Environmental impacts of digital technology

  • ‘Devices lead to a surplus of e-waste. Extending the lifespan of all smartphones in the European Union by a year would be equivalent to taking over 1,000,000 cars off the road in terms of carbon emissions.’


  • ‘Technology is evolving too fast to permit evaluation that could inform decisions on legislation, policy and regulation.’

Other issues

  • ‘We saw children as young as nine years old requesting smartphones, and it was evident that these children were not emotionally ready to navigate the complexities of these devices and the digital world.’

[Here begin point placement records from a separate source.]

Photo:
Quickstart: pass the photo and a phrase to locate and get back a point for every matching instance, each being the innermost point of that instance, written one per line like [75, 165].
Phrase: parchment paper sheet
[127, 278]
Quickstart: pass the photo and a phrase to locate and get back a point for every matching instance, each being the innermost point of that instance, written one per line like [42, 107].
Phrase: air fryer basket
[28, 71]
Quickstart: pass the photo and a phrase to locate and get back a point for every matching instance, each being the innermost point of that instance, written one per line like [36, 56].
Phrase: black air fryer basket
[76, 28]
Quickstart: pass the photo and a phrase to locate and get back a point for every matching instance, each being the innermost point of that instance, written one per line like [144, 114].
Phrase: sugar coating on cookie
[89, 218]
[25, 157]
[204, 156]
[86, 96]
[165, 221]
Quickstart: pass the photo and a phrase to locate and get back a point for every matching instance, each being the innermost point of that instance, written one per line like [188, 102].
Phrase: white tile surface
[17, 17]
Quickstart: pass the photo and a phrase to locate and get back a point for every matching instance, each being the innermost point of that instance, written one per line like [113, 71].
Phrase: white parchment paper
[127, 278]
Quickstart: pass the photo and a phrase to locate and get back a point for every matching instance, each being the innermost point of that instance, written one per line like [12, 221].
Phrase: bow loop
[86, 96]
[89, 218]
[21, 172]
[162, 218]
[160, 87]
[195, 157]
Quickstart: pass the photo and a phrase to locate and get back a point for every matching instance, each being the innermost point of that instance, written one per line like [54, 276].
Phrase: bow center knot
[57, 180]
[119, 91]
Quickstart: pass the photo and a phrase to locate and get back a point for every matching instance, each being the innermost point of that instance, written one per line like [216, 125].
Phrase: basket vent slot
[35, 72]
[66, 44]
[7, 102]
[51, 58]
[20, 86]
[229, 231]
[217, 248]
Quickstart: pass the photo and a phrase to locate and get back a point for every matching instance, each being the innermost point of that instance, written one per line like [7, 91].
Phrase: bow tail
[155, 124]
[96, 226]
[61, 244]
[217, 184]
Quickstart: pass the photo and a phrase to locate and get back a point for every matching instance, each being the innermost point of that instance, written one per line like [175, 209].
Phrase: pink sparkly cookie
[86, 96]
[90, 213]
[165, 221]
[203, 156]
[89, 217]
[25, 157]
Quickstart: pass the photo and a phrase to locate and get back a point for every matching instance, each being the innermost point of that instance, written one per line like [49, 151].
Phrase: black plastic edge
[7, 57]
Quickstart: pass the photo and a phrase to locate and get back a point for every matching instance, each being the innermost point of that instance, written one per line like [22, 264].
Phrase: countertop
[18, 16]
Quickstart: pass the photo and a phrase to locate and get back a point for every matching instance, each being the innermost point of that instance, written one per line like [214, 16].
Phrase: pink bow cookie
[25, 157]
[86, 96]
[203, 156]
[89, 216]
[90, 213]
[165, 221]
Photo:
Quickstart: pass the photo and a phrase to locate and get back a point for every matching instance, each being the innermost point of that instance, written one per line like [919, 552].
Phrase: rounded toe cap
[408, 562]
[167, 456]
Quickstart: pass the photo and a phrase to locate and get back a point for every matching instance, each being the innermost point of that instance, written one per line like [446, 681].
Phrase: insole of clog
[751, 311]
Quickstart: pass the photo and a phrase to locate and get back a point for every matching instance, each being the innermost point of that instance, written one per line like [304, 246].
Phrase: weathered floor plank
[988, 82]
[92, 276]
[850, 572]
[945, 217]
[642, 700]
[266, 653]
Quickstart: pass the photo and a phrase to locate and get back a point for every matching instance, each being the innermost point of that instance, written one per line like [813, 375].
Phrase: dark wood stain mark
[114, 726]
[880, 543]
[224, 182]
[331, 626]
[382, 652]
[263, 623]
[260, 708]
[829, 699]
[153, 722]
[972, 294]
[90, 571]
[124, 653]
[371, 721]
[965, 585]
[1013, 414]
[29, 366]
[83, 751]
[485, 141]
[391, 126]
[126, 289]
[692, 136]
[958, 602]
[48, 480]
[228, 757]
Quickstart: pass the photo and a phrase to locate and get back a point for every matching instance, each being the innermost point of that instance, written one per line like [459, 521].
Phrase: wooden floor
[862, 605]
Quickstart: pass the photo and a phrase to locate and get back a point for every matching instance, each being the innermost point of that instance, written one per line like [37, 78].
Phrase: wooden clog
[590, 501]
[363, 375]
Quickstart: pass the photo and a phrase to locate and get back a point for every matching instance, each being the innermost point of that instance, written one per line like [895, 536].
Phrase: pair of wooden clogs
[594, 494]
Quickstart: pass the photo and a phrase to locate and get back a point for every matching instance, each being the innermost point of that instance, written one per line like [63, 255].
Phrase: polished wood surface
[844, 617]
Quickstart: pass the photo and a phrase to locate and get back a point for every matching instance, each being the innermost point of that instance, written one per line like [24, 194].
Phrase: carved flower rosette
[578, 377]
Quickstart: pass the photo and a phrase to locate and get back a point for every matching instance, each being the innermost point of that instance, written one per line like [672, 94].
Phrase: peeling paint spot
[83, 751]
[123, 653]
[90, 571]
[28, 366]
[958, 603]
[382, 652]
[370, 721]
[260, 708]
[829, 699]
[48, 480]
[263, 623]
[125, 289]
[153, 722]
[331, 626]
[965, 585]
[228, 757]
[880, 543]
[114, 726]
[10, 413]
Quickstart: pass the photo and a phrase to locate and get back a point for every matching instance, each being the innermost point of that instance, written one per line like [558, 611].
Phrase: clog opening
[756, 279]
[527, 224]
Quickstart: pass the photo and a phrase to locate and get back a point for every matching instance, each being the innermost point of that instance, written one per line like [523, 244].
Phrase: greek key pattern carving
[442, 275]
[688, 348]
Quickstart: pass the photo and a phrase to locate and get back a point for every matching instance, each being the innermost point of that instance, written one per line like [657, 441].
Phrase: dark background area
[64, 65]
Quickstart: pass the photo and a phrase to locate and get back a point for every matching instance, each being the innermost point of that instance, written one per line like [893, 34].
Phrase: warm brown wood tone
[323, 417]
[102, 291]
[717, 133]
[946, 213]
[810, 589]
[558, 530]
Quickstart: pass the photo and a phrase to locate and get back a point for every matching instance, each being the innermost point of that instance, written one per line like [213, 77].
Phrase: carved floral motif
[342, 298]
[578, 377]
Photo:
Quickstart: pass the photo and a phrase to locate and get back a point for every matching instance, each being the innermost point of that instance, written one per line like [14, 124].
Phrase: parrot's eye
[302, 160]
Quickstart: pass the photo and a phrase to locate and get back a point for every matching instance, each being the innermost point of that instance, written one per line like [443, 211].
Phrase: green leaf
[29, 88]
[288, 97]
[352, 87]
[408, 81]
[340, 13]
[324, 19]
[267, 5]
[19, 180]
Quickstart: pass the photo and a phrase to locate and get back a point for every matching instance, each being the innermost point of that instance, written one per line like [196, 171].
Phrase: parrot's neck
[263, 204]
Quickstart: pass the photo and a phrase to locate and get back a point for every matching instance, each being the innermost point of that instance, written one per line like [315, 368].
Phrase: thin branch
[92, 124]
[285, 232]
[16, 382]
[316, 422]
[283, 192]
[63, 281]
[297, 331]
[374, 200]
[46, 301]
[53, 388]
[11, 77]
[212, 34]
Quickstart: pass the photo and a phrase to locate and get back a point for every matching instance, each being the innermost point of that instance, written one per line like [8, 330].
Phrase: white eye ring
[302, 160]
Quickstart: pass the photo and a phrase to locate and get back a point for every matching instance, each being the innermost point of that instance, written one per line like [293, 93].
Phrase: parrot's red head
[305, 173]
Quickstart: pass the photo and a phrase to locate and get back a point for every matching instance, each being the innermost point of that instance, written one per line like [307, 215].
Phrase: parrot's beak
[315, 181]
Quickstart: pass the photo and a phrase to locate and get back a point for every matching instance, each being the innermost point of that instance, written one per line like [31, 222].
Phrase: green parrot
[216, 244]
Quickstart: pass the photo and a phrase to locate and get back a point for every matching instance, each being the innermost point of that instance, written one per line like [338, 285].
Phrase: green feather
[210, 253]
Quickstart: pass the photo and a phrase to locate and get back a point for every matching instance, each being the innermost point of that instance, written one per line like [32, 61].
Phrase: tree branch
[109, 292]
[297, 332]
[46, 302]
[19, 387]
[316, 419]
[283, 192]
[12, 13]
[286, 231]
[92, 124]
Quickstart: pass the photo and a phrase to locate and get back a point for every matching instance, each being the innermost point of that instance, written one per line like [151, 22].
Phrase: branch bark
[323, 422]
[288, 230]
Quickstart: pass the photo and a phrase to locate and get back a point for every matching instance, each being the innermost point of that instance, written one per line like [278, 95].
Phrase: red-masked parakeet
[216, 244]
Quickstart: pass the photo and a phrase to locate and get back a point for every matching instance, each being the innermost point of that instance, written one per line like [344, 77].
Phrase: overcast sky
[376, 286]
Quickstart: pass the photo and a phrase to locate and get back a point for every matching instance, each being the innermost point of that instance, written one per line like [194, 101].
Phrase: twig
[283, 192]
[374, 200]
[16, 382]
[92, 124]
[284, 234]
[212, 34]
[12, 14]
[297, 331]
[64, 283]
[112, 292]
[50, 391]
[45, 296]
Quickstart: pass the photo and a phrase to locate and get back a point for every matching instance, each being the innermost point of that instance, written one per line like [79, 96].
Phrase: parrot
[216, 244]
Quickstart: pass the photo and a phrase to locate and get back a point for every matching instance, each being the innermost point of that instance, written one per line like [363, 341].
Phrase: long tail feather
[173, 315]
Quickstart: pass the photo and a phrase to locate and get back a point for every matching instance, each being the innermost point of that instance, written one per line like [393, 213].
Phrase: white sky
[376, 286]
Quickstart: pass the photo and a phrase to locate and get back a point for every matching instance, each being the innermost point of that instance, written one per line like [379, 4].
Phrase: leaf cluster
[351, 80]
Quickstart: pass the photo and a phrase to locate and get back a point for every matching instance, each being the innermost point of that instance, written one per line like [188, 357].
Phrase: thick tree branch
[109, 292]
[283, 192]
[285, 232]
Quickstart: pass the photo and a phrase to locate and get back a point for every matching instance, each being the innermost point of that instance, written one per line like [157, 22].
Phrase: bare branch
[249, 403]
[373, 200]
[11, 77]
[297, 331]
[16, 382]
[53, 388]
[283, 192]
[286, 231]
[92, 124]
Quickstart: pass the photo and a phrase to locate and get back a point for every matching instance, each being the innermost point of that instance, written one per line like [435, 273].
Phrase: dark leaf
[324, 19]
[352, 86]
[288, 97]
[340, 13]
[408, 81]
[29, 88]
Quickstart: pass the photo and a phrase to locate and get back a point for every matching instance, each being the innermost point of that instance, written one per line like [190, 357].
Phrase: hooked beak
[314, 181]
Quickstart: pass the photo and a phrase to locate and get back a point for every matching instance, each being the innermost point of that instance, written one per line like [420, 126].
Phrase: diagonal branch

  • ‘Every country has invested in the use of digital technology in education to some extent. Business rather than education arguments are more commonly deployed to justify countries’ investments. Often investments are based on a belief that technology is a good in itself.’

What should be done

‘Governments should ‘Adopt and implement legislation, standards and agreed good practices to protect learners’ and teachers’ human rights, well-being and online safety, taking into account screen and connection time, privacy, and data protection; to ensure that data generated in the course of digital learning and beyond are analysed only as a public good; to prevent student and teacher surveillance; to guard against commercial advertising in educational settings; and to regulate the ethical use of artificial intelligence in education.’

Bans in schools

The report said that studies from Belgium, Spain and the United Kingdom show that banning mobile phones from schools improves academic performance, especially for low-performing students. Analysis for this report shows that, globally, almost one in four countries has introduced such bans in laws or policies.

UNESCO. 2023. Global Education Monitoring Report 2023: Technology in education – A tool on whose terms? Paris, UNESCO

Meters - Radiofrequency Radiation

Measure the radiation from the technology in your school/your child’s school with one of our wireless meters here.

What can you do?

  • Encourage your child to spend time in nature to help counteract the effects of technology-related stress.

  • Encourage your child to read books!